|Coming to a San Francisco park near you?|
It took a plummeting economy and disastrous wars in the Middle East to make America awful enough to rise up above centuries of racial strife with the election of Barack Obama, The Onion reported Nov. 5.
In San Francisco, it has taken a half-billion-dollar budget deficit, criminals roaming with impunity through the streets, parks littered with abandoned syringes, and packs of near-feral dogs menacing children to inspire the city to rise above a state of semifeudalism. For this, we can thank small-statured, large-ambitioned Marcus Santiago, chief security guard of San Francisco's parks.
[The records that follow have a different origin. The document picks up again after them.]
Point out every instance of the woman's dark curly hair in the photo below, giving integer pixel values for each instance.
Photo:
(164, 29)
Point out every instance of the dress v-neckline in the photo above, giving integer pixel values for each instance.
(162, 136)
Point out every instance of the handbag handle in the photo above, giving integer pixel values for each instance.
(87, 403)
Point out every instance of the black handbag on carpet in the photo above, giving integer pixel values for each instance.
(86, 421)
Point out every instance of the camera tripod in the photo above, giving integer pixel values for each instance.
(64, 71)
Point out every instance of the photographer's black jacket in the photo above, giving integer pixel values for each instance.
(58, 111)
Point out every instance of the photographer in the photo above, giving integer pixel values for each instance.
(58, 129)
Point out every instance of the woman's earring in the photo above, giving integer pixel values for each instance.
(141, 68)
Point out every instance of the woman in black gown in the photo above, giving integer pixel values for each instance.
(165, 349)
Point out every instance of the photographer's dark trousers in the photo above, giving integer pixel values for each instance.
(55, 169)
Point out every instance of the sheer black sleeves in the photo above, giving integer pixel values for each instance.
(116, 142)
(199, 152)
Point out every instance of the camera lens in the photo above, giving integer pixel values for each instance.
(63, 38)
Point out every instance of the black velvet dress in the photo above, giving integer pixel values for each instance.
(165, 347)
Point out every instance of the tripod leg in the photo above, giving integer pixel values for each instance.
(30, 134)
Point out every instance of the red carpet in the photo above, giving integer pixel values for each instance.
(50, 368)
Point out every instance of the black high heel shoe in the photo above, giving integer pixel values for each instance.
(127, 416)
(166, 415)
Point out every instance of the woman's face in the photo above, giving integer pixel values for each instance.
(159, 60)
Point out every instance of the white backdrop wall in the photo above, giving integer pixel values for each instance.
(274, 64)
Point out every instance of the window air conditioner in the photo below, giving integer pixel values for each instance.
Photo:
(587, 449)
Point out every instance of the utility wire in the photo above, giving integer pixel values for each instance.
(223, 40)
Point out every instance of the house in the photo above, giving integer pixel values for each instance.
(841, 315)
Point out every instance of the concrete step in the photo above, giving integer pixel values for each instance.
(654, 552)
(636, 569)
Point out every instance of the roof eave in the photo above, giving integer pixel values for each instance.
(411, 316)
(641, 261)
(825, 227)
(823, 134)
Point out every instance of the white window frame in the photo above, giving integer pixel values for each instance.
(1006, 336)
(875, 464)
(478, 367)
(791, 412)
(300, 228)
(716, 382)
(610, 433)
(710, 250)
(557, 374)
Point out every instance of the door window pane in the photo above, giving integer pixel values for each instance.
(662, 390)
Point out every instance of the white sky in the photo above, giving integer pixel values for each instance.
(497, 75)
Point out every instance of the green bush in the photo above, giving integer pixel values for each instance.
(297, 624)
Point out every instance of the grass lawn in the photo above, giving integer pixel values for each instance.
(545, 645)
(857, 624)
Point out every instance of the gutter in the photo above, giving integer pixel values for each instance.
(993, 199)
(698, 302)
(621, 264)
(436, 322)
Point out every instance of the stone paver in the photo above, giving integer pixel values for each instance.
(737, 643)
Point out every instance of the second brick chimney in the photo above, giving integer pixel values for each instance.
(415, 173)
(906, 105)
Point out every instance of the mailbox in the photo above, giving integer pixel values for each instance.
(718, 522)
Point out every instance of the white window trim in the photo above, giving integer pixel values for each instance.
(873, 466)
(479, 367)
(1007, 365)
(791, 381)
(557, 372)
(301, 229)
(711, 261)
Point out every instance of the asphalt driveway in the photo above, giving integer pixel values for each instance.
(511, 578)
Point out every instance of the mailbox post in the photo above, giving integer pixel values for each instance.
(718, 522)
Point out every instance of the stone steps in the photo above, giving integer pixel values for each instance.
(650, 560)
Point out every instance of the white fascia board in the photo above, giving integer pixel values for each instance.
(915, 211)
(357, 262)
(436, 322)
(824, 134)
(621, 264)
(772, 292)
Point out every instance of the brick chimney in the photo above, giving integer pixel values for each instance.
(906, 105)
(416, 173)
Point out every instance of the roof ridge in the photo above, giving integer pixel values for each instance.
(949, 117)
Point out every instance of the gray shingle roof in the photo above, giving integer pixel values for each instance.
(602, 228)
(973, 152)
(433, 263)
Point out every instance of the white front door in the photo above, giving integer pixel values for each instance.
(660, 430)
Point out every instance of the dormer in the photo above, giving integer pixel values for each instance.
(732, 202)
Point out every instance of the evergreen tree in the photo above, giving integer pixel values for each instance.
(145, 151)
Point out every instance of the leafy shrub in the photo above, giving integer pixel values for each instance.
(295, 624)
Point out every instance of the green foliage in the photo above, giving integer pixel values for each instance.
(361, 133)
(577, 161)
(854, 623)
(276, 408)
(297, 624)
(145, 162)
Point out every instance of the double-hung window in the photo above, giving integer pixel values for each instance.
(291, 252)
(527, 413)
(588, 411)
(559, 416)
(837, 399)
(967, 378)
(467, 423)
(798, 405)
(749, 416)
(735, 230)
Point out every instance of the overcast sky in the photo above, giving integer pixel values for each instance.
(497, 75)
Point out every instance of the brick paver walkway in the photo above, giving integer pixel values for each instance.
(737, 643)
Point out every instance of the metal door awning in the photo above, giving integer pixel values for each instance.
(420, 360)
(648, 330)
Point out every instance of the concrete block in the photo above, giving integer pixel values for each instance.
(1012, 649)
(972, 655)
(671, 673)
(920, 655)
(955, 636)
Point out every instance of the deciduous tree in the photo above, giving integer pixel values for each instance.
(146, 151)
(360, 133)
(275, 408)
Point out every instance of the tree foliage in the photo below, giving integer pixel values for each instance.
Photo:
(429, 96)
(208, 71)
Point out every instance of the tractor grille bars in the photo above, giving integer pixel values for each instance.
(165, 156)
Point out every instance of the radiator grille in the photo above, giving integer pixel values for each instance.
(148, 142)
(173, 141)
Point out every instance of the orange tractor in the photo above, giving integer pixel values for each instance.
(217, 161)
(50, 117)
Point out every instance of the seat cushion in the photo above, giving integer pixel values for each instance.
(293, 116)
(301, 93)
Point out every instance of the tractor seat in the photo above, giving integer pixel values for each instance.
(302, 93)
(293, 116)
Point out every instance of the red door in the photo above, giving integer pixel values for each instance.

This week's SF Weekly describes Santiago's quest to elevate his force of 14 park docents -- known as "rangers" -- to full police status. What wasn't sufficiently emphasized in the column was the potential of Santiago's crusade to accomplish a form of bureaucratic jujitsu in which San Francisco's $500 million budget deficit is exploited to enhance, rather than impoverish, the lives of San Franciscans.
Parks interim chief Jared Blumenfeld has thrown his weight behind Santiago's proposal to give his officers, now essentially Mountie-hat-wearing security guards, police powers that include making arrests, investigating crimes, and enforcing laws other than mere park ordinances against things like camping. The idea is to garner money from the U.S. Department of Homeland Security set aside for bona fide law enforcement agencies.
Along with new powers, Santiago is pushing for new duties, which would raise money for the city while making it more pleasant.
Among proposals Santiago is backing:
- Requiring commercial dog walkers to obtain permits.
Of all the ubiquitous San Francisco nuisances -- NIMBYs, Haight Street gutter punks, park bathroom sex trolls -- the worst are commercial dog walkers. Once off-leash, their charges invariably devolve into primal pack behavior, attacking children or anyone -- or thing -- they perceive as weak or infirm. Santiago would like to see these profiteers obtain licenses, just like anyone else obtaining rent through the use of city facilities. The licenses would limit dog walkers to seven curs at a time, while requiring holders of the permits -- to be worn visibly around walkers' necks -- to obey leash and other laws. Scofflaws would lose their permits, and thus their businesses. SF Weekly
suggests further enhancing revenue by making permits scarce, and auctioning them off to the highest bidders. After all: "They're making money off city property, so they should pay for it," Santiago notes.
- Putting police-badge-wearing park rangers in charge of enforcing new parking fees in city parks.
Before readers rashly imagine The Simpsons
' Chief Clancy Wiggum busting out taillights in Golden Gate Park, it's worth pausing to examine the Department of Recreation and Parks' bizarre parking policies, in which the city relinquishes what could be millions of dollars in revenue in exchange for -- nothing. Thanks to some long-lost accident of bureaucratic history, the city's parks department is in charge of several acres of urban parking lots where, for no obvious reason, motorists are allowed to park for free. So automobile commuters clog the city lots to evade fees elsewhere. Employees of the Veterans Administration hospital near Land's End, for example, evade fees in their own facility's lot by crowding the nearby Legion of Honor museum parking lot, leaving scant weekday space for patrons.
And motorists avoid fees charged at the Fort Mason Center parking lot by filling the City Department of Recreation and Parks' nearby Marina District lot. Freeloading motorists also make life miserable in Golden Gate Park, as they turn what could be a recreational oasis along JFK drive into an automobile-clogged hellhole every day but Sunday. Santiago would like to see rangers, rather than meter maids, enforce parking fees on parks department controlled facilities, so that the department could more easily keep the money. An even more compelling reason: The city's meter maids are notiriously ineffective at busting scofflaw sidewalk parkers, bus-stop parkers, and bike lane parkers
. Newly-badged park rangers, meanwhile, would be hungry for collars.